A nurse in an outpatient clinic is caring for a client
Vital Signs
BP 124/68 mm Hg
Heart rate 80/min
Temperature 37° C (98.6° F) Respiratory rate 16/min Weight 67.1 kg (148 lb)
Which of the following statements should the nurse include in the client's teaching? Select all that apply.
Try using an abdominal support belt
Take hot showers to help relieve itching"

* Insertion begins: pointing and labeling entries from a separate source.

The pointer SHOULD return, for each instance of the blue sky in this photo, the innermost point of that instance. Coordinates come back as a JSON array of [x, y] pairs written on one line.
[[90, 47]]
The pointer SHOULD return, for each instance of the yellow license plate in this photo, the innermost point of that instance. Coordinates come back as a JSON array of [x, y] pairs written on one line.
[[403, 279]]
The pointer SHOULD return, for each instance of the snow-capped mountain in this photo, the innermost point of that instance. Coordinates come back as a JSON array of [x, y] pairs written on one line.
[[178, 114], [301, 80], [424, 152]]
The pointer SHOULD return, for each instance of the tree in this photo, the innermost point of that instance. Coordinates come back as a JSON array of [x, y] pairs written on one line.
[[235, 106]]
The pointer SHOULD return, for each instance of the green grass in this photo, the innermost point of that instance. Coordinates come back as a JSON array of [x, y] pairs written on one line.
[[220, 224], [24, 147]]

"Wear loose-fitting clothing"
"Wear flat or low-heeled shoes"
"You can douche twice weekly."
"Eat two large meals a day."
You should avoid fried foods"
Correct Answer : C,D,G
Choice A reason:
"Try using an abdominal support belt". This statement is incorrect. There is no indication or relevance for using an abdominal support belt based on the vital signs and weight provided. This statement is not appropriate for the client's teaching.
Choice B reason:
"Take hot showers to help relieve itching" This statement is incorrect. Itching is not mentioned in the vital signs and weight provided. Additionally, taking hot showers might not be relevant to the client's condition or needs. This statement is not appropriate for the client's teaching.
Choice C reason:
"Wear loose-fitting clothing" This is an appropriate statement for the client's teaching. Wearing loose-fitting clothing can provide comfort and allow better circulation, which might be helpful for some clients.
Choice D reason:
"Wear flat or low-heeled shoes" This is an appropriate statement for the client's teaching. Wearing flat or low-heeled shoes can help provide comfort and support, especially if the client has any foot or back issues.
Choice E reason:
"You can douche twice weekly." Douche is not relevant to the vital signs and weight provided, and it is generally not recommended for routine use as it can disrupt the natural balance of vaginal flora. This statement is not appropriate for the client's teaching.
Choice F reason:
"Eat two large meals a day." This statement does not align with a healthy eating pattern, and it might not be appropriate for the client's health needs. The recommendation for a balanced diet usually includes several smaller meals throughout the day. This statement is not appropriate for the client's teaching.
Choice G reason:
"You should avoid fried foods." This is an appropriate statement for the client's teaching. Avoiding fried foods can be beneficial for overall health, especially if the client is trying to manage weight or maintain a balanced diet.
Nursing Test Bank
Naxlex Comprehensive Predictor Exams
Related Questions
Correct Answer is {"A":{"answers":"B"},"B":{"answers":"B"},"C":{"answers":"B"},"D":{"answers":"B"},"E":{"answers":"B"}}
Explanation
A. Start an IV bolus of lactated Ringer's solution: Not Indicated
- The client's medical record does not indicate a need for fluid resuscitation or immediate volume replacement.
B. Stay with the client for the first 15 min of the transfusion: Not Indicated
- There is no mention of a blood transfusion in the provided information. Therefore, staying with the client during a transfusion is not relevant.
C. Obtain the first unit of packed RBCs from the blood bank: Not Indicated
- There is no indication of a need for a blood transfusion in the client's assessment findings.
D. Document the blood product transfusion in the client's medical record: Not Indicated
- Since there is no indication of a blood transfusion, documenting a transfusion is not relevant.
E. Titrate the rate of infusion to maintain the client's blood pressure at least 90/60 mm Hg: Not Indicated
- While it's important to monitor and maintain the client's blood pressure, the provided information does not suggest that the client's blood pressure is significantly low (90/60 mm Hg) or that they are receiving any infusions that need titration for blood pressure management.
Correct Answer is ["A","B","D","H"]
Explanation
Based on the information provided, the following findings require immediate follow-up:
A. Witnessing their family's death: The client witnessing their family's death during the tornado is a traumatic event that may have significant psychological implications. This finding requires immediate attention and further assessment to address the client's emotional well-being.
B. Caregiver reporting client acting differently than usual: The caregiver's concern about the client "not being themselves lately" is important and may indicate changes in the client's behavior or mental state. This requires immediate follow-up to explore the reasons behind the change in behavior.
D. Startles easily during thunderstorm: The client's heightened startle response during thunderstorms may be indicative of increased anxiety or trauma-related symptoms. This finding requires further evaluation and intervention.
G. Smoking marijuana to clear their mind: The client's use of marijuana to cope with their emotions and thoughts indicates maladaptive coping mechanisms. This finding requires immediate follow-up to address substance use and provide appropriate support.
H. Client experiences nightmares: The client's nightmares are likely related to the traumatic event they witnessed, and they may be experiencing symptoms of post-traumatic stress disorder (PTSD). This finding requires immediate attention and assessment to provide appropriate mental health support.
The other findings mentioned (C, E, F) are not concerning based on the information provided and do not require immediate follow-up. However, they may still be relevant for the client's overall assessment and care plan. The nurse should prioritize addressing the immediate mental health and emotional needs of the client, given the recent traumatic experience they went through.